Later he learns that the debt collector is planning to turn himself
in to the police for the death of his wife (which he claims was accidental)
and is choosing Kasumigaseki because their police station is the best.
As they begin their walk, they also begin talking and sharing their
past, and both are revealed to be surprisingly sensitive and vulnerable.
Meeting some bizarre characters along the way, Fukuhara revisits some
of the places he visited with his wife in better days: a Shinto shrine,
a favorite desert café, and a bus ride on Sunday night which
he calls “the loneliest bus ride in the world.”
Fumiya also
begins to share his thoughts and feelings, especially his loneliness
in not sharing typical family outings such as going to the zoo or riding
on a roller coaster.
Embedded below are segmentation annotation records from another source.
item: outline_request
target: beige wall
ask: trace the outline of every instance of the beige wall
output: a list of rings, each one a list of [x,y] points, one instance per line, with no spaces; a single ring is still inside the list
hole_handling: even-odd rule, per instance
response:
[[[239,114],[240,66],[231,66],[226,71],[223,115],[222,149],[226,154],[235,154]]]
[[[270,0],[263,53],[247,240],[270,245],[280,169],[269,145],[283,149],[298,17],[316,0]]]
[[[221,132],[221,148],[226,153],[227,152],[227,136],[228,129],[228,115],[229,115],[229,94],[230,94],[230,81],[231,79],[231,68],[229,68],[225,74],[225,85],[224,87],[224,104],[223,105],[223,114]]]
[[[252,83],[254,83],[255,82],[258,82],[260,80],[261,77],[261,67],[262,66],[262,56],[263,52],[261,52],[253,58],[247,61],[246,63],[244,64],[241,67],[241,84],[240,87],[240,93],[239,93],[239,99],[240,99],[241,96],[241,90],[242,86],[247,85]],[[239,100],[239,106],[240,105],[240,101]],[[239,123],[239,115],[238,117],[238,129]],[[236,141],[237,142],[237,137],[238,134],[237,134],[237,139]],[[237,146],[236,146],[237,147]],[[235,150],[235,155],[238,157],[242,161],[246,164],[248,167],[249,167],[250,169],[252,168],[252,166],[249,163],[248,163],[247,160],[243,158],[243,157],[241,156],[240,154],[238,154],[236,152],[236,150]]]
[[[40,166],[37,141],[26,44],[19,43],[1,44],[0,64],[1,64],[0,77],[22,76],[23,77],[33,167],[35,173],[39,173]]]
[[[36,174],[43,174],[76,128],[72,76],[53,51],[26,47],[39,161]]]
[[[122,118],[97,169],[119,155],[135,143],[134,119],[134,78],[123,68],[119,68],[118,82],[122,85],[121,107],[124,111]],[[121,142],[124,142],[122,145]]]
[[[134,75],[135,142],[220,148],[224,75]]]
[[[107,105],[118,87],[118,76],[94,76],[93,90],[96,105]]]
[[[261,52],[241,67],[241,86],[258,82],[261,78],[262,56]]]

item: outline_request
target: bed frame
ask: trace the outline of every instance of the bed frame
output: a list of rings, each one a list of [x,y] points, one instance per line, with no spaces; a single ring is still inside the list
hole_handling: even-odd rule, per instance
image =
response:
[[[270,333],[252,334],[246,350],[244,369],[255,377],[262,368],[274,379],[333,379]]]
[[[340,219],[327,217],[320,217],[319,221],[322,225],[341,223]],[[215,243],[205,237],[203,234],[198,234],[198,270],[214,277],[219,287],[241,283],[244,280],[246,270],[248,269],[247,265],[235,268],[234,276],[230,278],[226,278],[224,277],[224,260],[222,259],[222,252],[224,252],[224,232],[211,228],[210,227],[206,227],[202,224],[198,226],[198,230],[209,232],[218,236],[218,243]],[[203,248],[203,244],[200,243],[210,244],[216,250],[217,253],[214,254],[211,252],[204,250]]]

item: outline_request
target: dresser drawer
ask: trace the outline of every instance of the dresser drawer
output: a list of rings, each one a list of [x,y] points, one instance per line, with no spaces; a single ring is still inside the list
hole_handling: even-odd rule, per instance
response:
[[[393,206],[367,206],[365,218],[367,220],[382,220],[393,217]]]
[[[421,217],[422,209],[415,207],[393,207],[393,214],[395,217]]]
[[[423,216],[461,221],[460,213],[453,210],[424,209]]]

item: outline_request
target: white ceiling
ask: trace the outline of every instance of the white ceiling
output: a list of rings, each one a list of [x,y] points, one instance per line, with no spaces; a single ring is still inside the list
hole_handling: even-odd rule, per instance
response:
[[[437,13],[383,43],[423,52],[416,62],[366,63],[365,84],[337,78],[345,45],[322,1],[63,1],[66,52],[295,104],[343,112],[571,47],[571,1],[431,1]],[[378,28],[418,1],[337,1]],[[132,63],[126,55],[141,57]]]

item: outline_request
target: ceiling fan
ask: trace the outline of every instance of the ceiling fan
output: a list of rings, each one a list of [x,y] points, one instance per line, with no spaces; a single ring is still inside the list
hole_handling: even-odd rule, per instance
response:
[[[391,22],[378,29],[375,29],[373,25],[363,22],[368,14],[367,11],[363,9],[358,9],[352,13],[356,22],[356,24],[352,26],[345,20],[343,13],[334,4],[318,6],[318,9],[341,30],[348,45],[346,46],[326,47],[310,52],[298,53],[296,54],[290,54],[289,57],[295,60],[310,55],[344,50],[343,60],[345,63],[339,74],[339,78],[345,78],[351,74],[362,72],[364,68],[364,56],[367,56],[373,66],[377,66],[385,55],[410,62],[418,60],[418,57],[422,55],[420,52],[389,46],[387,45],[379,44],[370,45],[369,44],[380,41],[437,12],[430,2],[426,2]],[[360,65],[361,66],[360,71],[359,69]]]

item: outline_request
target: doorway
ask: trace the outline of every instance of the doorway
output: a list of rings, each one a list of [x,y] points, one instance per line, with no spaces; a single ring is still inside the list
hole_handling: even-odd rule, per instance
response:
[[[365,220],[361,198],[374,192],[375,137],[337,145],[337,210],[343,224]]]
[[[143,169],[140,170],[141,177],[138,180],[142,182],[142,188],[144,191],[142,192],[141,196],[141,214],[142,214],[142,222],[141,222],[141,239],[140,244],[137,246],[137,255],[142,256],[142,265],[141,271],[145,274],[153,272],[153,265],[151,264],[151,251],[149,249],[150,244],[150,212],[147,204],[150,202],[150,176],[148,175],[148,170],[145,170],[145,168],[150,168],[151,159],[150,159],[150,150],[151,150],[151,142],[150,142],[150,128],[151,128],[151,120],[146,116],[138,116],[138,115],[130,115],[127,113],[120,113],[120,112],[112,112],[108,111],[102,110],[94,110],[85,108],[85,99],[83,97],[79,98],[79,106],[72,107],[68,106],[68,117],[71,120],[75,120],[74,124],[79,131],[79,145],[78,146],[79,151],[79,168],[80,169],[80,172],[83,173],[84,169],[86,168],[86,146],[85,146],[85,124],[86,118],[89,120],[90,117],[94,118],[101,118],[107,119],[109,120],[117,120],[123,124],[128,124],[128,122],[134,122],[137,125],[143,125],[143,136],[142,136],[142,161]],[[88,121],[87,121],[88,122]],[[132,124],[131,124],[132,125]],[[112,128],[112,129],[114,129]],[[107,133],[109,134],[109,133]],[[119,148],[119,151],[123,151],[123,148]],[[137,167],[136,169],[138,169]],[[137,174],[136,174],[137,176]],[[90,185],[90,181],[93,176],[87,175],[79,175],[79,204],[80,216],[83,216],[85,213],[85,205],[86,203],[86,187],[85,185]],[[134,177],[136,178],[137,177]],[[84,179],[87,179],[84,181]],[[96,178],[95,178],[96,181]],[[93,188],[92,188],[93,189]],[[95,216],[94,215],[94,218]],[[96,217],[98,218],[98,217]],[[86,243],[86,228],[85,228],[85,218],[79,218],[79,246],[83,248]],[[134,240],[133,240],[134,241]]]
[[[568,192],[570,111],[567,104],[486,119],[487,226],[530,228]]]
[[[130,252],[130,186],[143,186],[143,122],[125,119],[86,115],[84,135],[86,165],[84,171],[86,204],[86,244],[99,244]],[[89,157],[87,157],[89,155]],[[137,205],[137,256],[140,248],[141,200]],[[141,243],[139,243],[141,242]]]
The two visit the site of his family home which
is now a vacant lot and Fumiya recalls incidents from his school days,
like his first kiss, trying to pass off an ordinary polo shirt as a
designer gift, and being paid a “fee” by a married woman
for an affair that never quite came off. One of the funniest subplots
involves three fellow workers of Fukuhara’s wife and their half
hearted attempt to find out why she has been absent from work. When
they go to her house to see what has happened to her, they are caught
in the middle of a film shoot and are recruited to join the cast as
extras.
The final act
introduces more odd characters such as Fukuhara’s friend Makiko
(Kyôko Koizumi) and her very strange niece Fufumi (Yuriko Yoshitaka)
who is addicted to mayonnaise. Fukuhara pretends that Fumiya is his
son, and the warmth of the family provides a sharp contrast to Fumiya’s
life of isolation. Adrift in Tokyo is about small things –
sharing, making connections with the world around us, simply walking
and talking. Enhanced by the music of Maurice Ravel, especially the
haunting Pavane pour une Enfant défunte, the film shows
both characters growing in ways that did not seem possible at the beginning
of the film. Fumiya begins to express more emotion, and Fukuhara, in
an understated way, provides emotional strength for the younger man,
reminding us that happiness can often lie in moments of simple pleasure.